4 axes et 65 articles composent la future loi Elan dont l'examen à l'Assemblée nationale débute ce 15 mai 2018. Avant leur étude par les parlementaires, Batiactu vous propose de découvrir ou redécouvrir ce qui proposé. Premier volet de cette série avec les mesures contre les recours abusifs. Un problème qui bloque chaque année 30.000 constructions, rappelle le ministère de la Cohésion des territoires s'appuyant sur les chiffres de la Fédération des Promoteurs Immobiliers (FPI).

 

L'article 24 du projet de loi entend donc sécuriser les opérations de construction en luttant contre les recours abusifs et en réduisant les délais d'instruction. L'objectif du ministère est de passer de 24 mois en moyenne à 10 mois.

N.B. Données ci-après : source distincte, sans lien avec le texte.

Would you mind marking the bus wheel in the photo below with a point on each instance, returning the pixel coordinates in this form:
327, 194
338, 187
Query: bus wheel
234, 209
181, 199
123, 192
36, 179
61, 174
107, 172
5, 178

Le texte concerne aussi bien les permis de construire, que d'aménager ou de démolir.

 

Au-delà de la question des recours, la FPI dénonce depuis des mois les chartes locales qui parfois contreviennent à la fois aux dispositions de l'urbanisme, du code de la consommation et des règles de marchés publics. Sur la question, le ministère nous avait confié avoir engagé un dialogue avec les associations et les collectivités. L'idée étant de réduire ce type de charte pour éviter d'ajouter des pièces supplémentaires et de complexifier.

 

Le texte prévoit :
- la limitation des effets des annulations ou des déclarations d'illégalité des documents d'urbanisme sur les décisions relatives à l'occupation et à l'utilisation du sol régies par le code de l'urbanisme dès lors que l'annulation ou la déclaration d'illégalité est prononcée pour un motif étranger aux règles d'urbanisme applicables au projet ;
- l'extension des règles relatives à l'intérêt pour agir, en visant toutes les décisions relatives à l'occupation et à l'utilisation du sol ;
- la possibilité pour le préfet, en cas de permis de construire annulé sur déféré préfectoral, d'exercer l'action en démolition sans limitation aux zones protégées ;
- l'encadrement du référé suspension dans le temps et l'obligation pour le requérant dont le référé suspension est rejeté de confirmer le maintien de sa requête au fond ;
- l'obligation pour le juge de motiver le refus de prononcer une annulation partielle ou un sursis à statuer et l'extension du champ d'application des articles concernés aux décisions de non opposition à déclaration préalable ;
- l'obligation de contester les autorisations modificatives et les mesures de régularisation dans le cadre de l'instance contre l'autorisation initiale, lorsque ces autorisations et mesures ont été délivrées au cours de cette instance ;
- l'amélioration du dispositif d'action en responsabilité contre les recours abusifs, associatifs ou autres, afin de faciliter le prononcé de condamnations pécuniaires aujourd'hui très rares ;
- l'encadrement des transactions financières visant à obtenir un désistement en cas de recours, d'une part, en les interdisant au profit d'associations sauf lorsque ces dernières défendent leurs intérêts matériels propres, d'autre part, en étendant l'obligation d'enregistrement aux transactions conclues en amont de l'introduction d'un recours. L'objectif est de dissuader les associations créées au profit d'intérêts privés de marchander leur désistement et d'imposer la transparence sur les transactions, quelle que soit l'étape de la procédure.